In 1618 the young prince entered royal service under Charles Bonaventure de Longueval, Count of Bucquoy, for the campaign against the Bohemian Revolt that opened the Thirty Years' War. In 1620 he was commissioned as captain of a company of cuirassiers in Ambrogio Spinola's Palatinate campaign. In 1622 Isabella Clara Eugenia, governor general of the Spanish Netherlands, appointed him general of a Walloon regiment. During the campaign of 1625 he became general in chief of the bandes d'ordonnance. On 19 June 1627 he was awarded the Golden Fleece by Philip IV of Spain, being invested in Brussels on 18 June 1628. Barbançon raised a regiment at his own expense with the intention of supporting Charles Emmanuel I, Duke of Savoy in the War of the Mantuan Succession, but with the changing situation in Italy and the Low Countries he remained in the Low Countries to fight the Dutch.

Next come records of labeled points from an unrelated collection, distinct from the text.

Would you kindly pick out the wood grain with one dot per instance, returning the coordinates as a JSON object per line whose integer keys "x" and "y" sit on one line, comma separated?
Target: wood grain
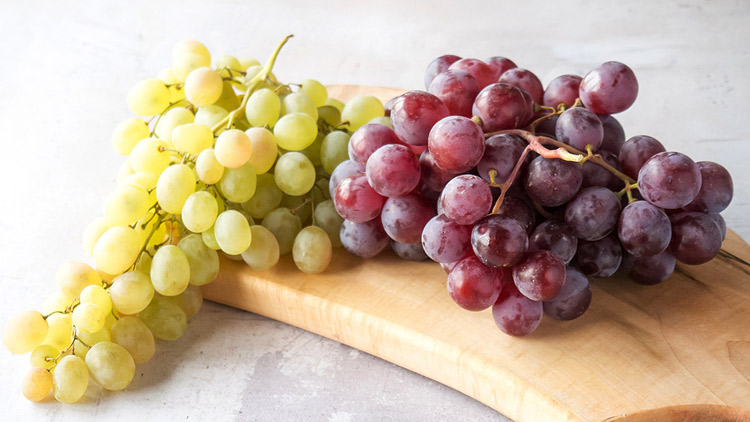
{"x": 676, "y": 351}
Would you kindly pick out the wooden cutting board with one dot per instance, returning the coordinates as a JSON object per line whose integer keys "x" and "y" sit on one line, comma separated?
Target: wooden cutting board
{"x": 673, "y": 352}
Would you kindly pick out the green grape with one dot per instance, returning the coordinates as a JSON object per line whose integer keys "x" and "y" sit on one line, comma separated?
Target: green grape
{"x": 127, "y": 204}
{"x": 190, "y": 301}
{"x": 326, "y": 217}
{"x": 88, "y": 317}
{"x": 131, "y": 292}
{"x": 110, "y": 365}
{"x": 98, "y": 296}
{"x": 70, "y": 379}
{"x": 294, "y": 174}
{"x": 233, "y": 148}
{"x": 148, "y": 98}
{"x": 312, "y": 250}
{"x": 170, "y": 120}
{"x": 127, "y": 134}
{"x": 24, "y": 332}
{"x": 72, "y": 277}
{"x": 192, "y": 138}
{"x": 284, "y": 225}
{"x": 315, "y": 91}
{"x": 60, "y": 330}
{"x": 267, "y": 197}
{"x": 117, "y": 249}
{"x": 264, "y": 149}
{"x": 150, "y": 155}
{"x": 232, "y": 232}
{"x": 199, "y": 212}
{"x": 360, "y": 110}
{"x": 334, "y": 150}
{"x": 238, "y": 185}
{"x": 164, "y": 319}
{"x": 263, "y": 108}
{"x": 175, "y": 185}
{"x": 263, "y": 252}
{"x": 210, "y": 115}
{"x": 202, "y": 260}
{"x": 295, "y": 131}
{"x": 170, "y": 271}
{"x": 36, "y": 384}
{"x": 132, "y": 334}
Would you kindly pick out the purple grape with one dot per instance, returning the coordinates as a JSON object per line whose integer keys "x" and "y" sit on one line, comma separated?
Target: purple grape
{"x": 414, "y": 114}
{"x": 608, "y": 89}
{"x": 562, "y": 90}
{"x": 498, "y": 241}
{"x": 716, "y": 190}
{"x": 552, "y": 182}
{"x": 578, "y": 128}
{"x": 363, "y": 239}
{"x": 574, "y": 298}
{"x": 404, "y": 217}
{"x": 593, "y": 213}
{"x": 444, "y": 240}
{"x": 644, "y": 230}
{"x": 669, "y": 180}
{"x": 456, "y": 89}
{"x": 466, "y": 199}
{"x": 393, "y": 170}
{"x": 554, "y": 236}
{"x": 600, "y": 258}
{"x": 456, "y": 144}
{"x": 696, "y": 238}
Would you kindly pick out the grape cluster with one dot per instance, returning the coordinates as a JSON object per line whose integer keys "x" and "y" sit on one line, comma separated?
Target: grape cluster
{"x": 521, "y": 193}
{"x": 223, "y": 146}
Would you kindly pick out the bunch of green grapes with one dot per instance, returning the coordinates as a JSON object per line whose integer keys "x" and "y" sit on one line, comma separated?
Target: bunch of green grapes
{"x": 221, "y": 159}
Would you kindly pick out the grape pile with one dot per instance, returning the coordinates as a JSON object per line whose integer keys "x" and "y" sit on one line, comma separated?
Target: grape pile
{"x": 572, "y": 198}
{"x": 223, "y": 146}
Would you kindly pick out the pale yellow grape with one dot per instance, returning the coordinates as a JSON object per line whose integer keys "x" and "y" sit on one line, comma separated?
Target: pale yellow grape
{"x": 127, "y": 134}
{"x": 170, "y": 271}
{"x": 263, "y": 252}
{"x": 70, "y": 379}
{"x": 117, "y": 249}
{"x": 170, "y": 120}
{"x": 132, "y": 334}
{"x": 164, "y": 319}
{"x": 233, "y": 148}
{"x": 192, "y": 138}
{"x": 36, "y": 384}
{"x": 263, "y": 108}
{"x": 150, "y": 155}
{"x": 110, "y": 365}
{"x": 299, "y": 102}
{"x": 264, "y": 149}
{"x": 148, "y": 98}
{"x": 360, "y": 110}
{"x": 199, "y": 212}
{"x": 72, "y": 277}
{"x": 238, "y": 185}
{"x": 295, "y": 132}
{"x": 60, "y": 330}
{"x": 98, "y": 296}
{"x": 175, "y": 184}
{"x": 208, "y": 167}
{"x": 294, "y": 174}
{"x": 88, "y": 317}
{"x": 203, "y": 261}
{"x": 232, "y": 232}
{"x": 127, "y": 204}
{"x": 312, "y": 250}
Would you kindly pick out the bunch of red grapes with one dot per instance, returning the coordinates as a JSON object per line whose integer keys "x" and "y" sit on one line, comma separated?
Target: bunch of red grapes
{"x": 521, "y": 193}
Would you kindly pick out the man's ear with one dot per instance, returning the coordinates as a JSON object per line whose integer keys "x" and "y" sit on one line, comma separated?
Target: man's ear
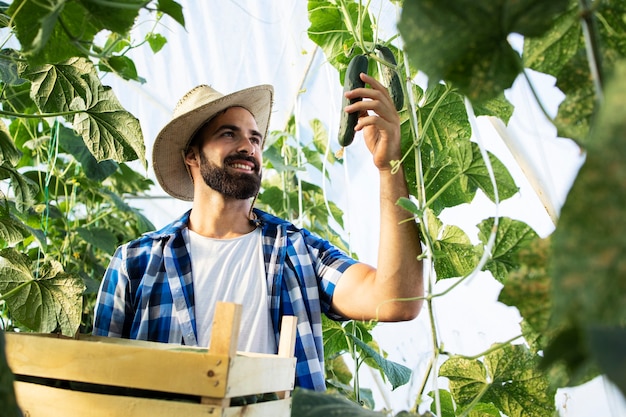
{"x": 191, "y": 157}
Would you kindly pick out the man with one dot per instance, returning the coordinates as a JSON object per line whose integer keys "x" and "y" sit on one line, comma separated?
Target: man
{"x": 164, "y": 285}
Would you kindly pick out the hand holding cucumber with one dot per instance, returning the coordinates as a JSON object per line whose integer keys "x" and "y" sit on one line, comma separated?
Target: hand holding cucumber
{"x": 377, "y": 118}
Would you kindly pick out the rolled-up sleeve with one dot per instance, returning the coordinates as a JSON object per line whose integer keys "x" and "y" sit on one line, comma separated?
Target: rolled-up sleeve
{"x": 111, "y": 316}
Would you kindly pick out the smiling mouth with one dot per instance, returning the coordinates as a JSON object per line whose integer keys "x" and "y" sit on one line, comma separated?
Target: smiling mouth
{"x": 242, "y": 166}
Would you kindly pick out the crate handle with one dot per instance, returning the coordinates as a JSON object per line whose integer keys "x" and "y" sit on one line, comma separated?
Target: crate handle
{"x": 287, "y": 343}
{"x": 225, "y": 329}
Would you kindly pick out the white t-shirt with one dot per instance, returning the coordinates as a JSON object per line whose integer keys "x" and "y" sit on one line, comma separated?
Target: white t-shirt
{"x": 232, "y": 270}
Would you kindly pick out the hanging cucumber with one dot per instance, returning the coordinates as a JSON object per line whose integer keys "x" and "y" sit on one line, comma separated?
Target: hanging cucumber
{"x": 390, "y": 76}
{"x": 352, "y": 80}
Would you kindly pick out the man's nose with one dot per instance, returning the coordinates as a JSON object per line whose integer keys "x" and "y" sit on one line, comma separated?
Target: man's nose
{"x": 247, "y": 146}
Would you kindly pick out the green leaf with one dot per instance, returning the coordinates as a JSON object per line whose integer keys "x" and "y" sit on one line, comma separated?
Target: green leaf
{"x": 330, "y": 31}
{"x": 527, "y": 287}
{"x": 308, "y": 403}
{"x": 8, "y": 152}
{"x": 74, "y": 145}
{"x": 156, "y": 41}
{"x": 561, "y": 42}
{"x": 109, "y": 131}
{"x": 512, "y": 236}
{"x": 43, "y": 40}
{"x": 101, "y": 238}
{"x": 397, "y": 374}
{"x": 508, "y": 379}
{"x": 518, "y": 388}
{"x": 111, "y": 15}
{"x": 590, "y": 239}
{"x": 24, "y": 189}
{"x": 44, "y": 299}
{"x": 478, "y": 175}
{"x": 455, "y": 255}
{"x": 12, "y": 230}
{"x": 468, "y": 379}
{"x": 9, "y": 73}
{"x": 499, "y": 107}
{"x": 445, "y": 402}
{"x": 465, "y": 42}
{"x": 608, "y": 348}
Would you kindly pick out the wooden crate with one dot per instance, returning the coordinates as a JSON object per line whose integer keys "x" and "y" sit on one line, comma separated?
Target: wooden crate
{"x": 100, "y": 376}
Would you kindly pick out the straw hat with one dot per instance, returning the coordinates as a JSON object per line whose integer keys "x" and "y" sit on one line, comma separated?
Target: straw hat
{"x": 192, "y": 111}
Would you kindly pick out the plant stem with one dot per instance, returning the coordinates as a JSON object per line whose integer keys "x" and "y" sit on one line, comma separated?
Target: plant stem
{"x": 493, "y": 348}
{"x": 590, "y": 33}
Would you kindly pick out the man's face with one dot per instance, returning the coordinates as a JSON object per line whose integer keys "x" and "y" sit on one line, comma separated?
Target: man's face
{"x": 230, "y": 154}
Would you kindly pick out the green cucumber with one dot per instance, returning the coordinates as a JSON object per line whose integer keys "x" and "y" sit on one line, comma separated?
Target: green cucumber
{"x": 390, "y": 77}
{"x": 352, "y": 80}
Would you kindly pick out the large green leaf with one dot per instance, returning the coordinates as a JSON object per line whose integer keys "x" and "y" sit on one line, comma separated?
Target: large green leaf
{"x": 455, "y": 255}
{"x": 329, "y": 30}
{"x": 74, "y": 145}
{"x": 109, "y": 131}
{"x": 52, "y": 31}
{"x": 527, "y": 287}
{"x": 508, "y": 378}
{"x": 512, "y": 236}
{"x": 12, "y": 230}
{"x": 561, "y": 42}
{"x": 590, "y": 239}
{"x": 465, "y": 42}
{"x": 42, "y": 297}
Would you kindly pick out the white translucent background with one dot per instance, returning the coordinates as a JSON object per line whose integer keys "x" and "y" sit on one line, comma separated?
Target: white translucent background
{"x": 235, "y": 44}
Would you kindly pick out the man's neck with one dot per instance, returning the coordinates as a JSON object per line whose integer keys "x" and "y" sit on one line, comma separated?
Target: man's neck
{"x": 221, "y": 218}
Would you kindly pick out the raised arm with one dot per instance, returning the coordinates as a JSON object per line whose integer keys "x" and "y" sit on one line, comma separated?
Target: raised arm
{"x": 364, "y": 292}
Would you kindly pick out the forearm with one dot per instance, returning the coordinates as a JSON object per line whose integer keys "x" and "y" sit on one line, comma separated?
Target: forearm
{"x": 399, "y": 273}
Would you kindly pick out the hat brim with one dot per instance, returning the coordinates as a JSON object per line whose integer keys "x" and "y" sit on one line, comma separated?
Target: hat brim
{"x": 172, "y": 141}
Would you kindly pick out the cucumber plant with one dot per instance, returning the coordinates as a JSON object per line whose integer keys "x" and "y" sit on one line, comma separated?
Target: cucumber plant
{"x": 352, "y": 80}
{"x": 463, "y": 48}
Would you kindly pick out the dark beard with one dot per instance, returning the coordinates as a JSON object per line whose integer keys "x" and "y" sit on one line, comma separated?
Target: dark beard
{"x": 232, "y": 185}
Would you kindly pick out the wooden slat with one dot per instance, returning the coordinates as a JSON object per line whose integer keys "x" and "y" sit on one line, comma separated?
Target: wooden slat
{"x": 42, "y": 401}
{"x": 250, "y": 375}
{"x": 181, "y": 371}
{"x": 287, "y": 345}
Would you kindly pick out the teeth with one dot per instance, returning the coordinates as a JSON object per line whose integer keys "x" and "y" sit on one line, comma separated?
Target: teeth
{"x": 241, "y": 166}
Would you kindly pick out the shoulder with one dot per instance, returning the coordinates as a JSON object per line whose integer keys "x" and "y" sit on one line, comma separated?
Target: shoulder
{"x": 145, "y": 242}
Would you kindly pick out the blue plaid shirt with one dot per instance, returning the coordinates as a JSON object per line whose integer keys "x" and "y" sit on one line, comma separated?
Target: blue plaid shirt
{"x": 147, "y": 290}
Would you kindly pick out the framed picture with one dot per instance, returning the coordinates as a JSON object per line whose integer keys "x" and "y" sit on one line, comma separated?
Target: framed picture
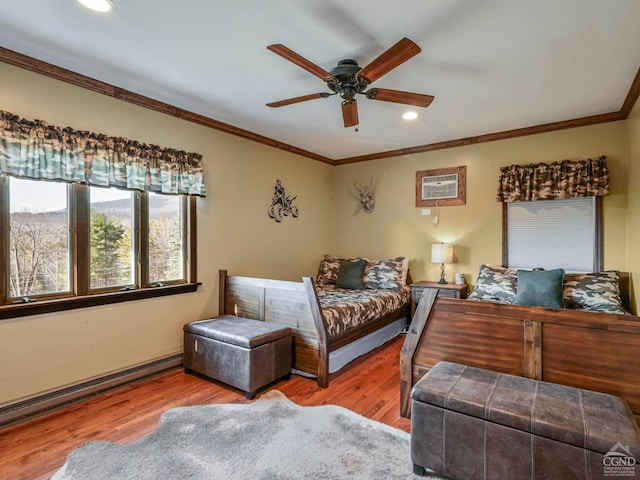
{"x": 446, "y": 186}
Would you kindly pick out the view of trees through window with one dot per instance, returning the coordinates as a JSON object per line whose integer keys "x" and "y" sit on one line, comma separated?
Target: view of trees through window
{"x": 111, "y": 254}
{"x": 165, "y": 238}
{"x": 40, "y": 240}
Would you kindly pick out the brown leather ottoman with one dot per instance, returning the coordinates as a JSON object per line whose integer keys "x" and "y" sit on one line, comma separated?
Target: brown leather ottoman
{"x": 244, "y": 353}
{"x": 469, "y": 423}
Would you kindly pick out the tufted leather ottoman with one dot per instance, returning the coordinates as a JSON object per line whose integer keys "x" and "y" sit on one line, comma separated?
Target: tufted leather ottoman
{"x": 469, "y": 423}
{"x": 244, "y": 353}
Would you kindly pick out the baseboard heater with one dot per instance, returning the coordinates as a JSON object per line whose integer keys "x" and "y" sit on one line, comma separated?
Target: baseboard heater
{"x": 27, "y": 409}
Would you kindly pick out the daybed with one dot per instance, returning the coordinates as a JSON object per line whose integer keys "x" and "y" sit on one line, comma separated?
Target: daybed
{"x": 331, "y": 325}
{"x": 592, "y": 350}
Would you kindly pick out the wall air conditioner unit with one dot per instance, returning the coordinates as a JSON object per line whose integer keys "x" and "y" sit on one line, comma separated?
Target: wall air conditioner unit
{"x": 439, "y": 187}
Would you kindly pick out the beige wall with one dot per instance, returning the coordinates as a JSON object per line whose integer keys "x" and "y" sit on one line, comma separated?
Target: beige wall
{"x": 633, "y": 212}
{"x": 396, "y": 227}
{"x": 46, "y": 352}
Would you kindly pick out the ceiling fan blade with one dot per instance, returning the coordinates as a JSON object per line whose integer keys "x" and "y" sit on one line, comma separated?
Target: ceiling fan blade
{"x": 350, "y": 113}
{"x": 397, "y": 96}
{"x": 390, "y": 59}
{"x": 302, "y": 62}
{"x": 304, "y": 98}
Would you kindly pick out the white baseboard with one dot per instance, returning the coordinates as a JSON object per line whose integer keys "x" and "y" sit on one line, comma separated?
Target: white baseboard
{"x": 26, "y": 409}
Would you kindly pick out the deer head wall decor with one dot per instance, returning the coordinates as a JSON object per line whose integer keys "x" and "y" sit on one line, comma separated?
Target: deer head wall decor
{"x": 366, "y": 196}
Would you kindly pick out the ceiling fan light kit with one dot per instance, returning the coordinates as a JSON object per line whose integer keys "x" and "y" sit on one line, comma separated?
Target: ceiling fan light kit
{"x": 347, "y": 79}
{"x": 101, "y": 6}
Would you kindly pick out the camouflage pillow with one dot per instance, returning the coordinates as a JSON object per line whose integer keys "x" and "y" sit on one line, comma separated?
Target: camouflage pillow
{"x": 495, "y": 284}
{"x": 328, "y": 271}
{"x": 598, "y": 292}
{"x": 385, "y": 274}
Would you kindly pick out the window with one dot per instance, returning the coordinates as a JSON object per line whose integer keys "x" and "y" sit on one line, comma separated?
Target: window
{"x": 166, "y": 239}
{"x": 38, "y": 240}
{"x": 72, "y": 245}
{"x": 111, "y": 239}
{"x": 562, "y": 233}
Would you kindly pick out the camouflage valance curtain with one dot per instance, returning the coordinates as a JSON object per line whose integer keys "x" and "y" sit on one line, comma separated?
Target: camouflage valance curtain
{"x": 37, "y": 150}
{"x": 566, "y": 179}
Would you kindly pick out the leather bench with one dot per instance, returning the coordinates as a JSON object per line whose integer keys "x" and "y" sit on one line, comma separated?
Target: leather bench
{"x": 244, "y": 353}
{"x": 469, "y": 423}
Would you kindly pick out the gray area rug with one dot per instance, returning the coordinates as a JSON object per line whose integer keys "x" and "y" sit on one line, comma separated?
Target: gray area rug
{"x": 272, "y": 438}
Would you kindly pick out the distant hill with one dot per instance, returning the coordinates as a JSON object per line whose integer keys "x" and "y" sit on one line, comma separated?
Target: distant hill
{"x": 162, "y": 204}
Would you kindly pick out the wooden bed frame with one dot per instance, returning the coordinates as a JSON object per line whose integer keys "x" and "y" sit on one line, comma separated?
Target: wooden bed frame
{"x": 594, "y": 351}
{"x": 295, "y": 304}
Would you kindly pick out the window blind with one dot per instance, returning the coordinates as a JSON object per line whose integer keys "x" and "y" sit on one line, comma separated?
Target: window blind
{"x": 552, "y": 234}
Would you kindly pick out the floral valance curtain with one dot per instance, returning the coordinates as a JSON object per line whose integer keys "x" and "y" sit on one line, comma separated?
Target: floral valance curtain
{"x": 565, "y": 179}
{"x": 37, "y": 150}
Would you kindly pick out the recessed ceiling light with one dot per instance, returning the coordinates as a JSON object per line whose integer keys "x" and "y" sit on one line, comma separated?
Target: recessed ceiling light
{"x": 98, "y": 5}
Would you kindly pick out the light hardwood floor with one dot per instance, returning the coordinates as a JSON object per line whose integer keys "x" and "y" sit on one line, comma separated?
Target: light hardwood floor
{"x": 35, "y": 449}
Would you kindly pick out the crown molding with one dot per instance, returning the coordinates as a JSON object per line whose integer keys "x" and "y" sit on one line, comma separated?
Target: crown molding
{"x": 23, "y": 61}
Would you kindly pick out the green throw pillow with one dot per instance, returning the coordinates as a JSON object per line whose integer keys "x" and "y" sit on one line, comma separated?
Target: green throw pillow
{"x": 350, "y": 274}
{"x": 540, "y": 288}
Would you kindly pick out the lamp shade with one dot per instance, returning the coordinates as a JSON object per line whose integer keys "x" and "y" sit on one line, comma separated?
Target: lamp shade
{"x": 442, "y": 253}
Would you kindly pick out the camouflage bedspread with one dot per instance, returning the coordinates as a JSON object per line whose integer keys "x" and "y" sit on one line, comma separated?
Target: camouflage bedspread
{"x": 344, "y": 309}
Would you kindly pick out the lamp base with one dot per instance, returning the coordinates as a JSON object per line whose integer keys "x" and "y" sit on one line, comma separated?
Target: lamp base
{"x": 442, "y": 280}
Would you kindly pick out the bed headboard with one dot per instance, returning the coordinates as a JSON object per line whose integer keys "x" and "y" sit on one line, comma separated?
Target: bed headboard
{"x": 625, "y": 292}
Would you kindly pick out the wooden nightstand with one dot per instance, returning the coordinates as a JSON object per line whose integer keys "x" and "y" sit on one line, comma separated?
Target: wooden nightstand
{"x": 448, "y": 290}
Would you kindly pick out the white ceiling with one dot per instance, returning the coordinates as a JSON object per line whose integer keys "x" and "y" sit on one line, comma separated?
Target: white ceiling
{"x": 492, "y": 65}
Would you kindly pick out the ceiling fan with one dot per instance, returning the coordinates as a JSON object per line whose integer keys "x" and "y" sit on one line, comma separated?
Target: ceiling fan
{"x": 348, "y": 79}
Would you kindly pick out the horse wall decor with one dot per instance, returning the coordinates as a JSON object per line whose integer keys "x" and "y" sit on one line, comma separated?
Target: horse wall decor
{"x": 282, "y": 205}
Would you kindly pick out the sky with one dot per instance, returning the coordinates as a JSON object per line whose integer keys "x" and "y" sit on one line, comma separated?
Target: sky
{"x": 43, "y": 196}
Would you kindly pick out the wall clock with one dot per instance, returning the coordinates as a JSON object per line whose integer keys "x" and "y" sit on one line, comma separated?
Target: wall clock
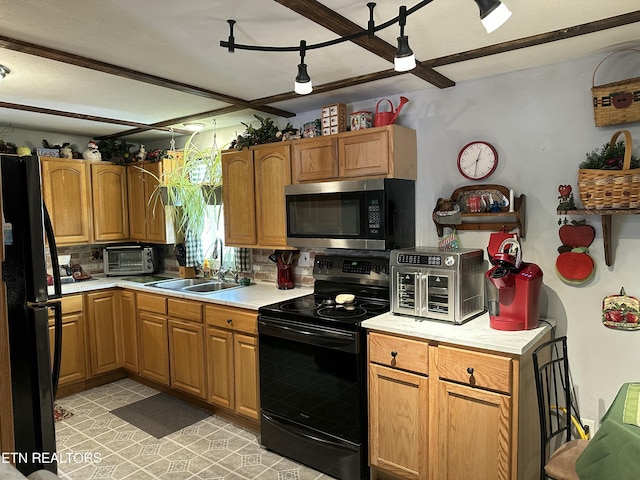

On 27 April 1634 the Marquis of Aytona, on Philip IV's orders, had Barbançon arrested for having corresponded with Cardinal Richelieu in the context of the Conspiracy of Nobles (1632). Information against him had been provided by Balthazar Gerbier, Charles I of England's resident agent in Brussels. After years in prison, mostly in the citadel of Antwerp, but some of the time in Vilvoorde Castle and the castle of Rupelmonde, the prince was ordered released by acting governor general Francisco de Melo on 24 December 1642. He had been repeatedly investigated and questioned, but never formally brought to trial or sentenced. Only in 1658 was he again commissioned as a royal officer, being appointed commander of the garrison of Ypres and captain general of artillery. Barbançon died in Madrid in April 1674.

==Marriage and family==
The Prince of Barbançon married Marie de Barbançon, Viscountess of Dave, daughter and heiress to Everard de Barbançon and Louise of East Frisia. Together they had two children, Octave-Ignace and Isabelle-Marie-Magdalene.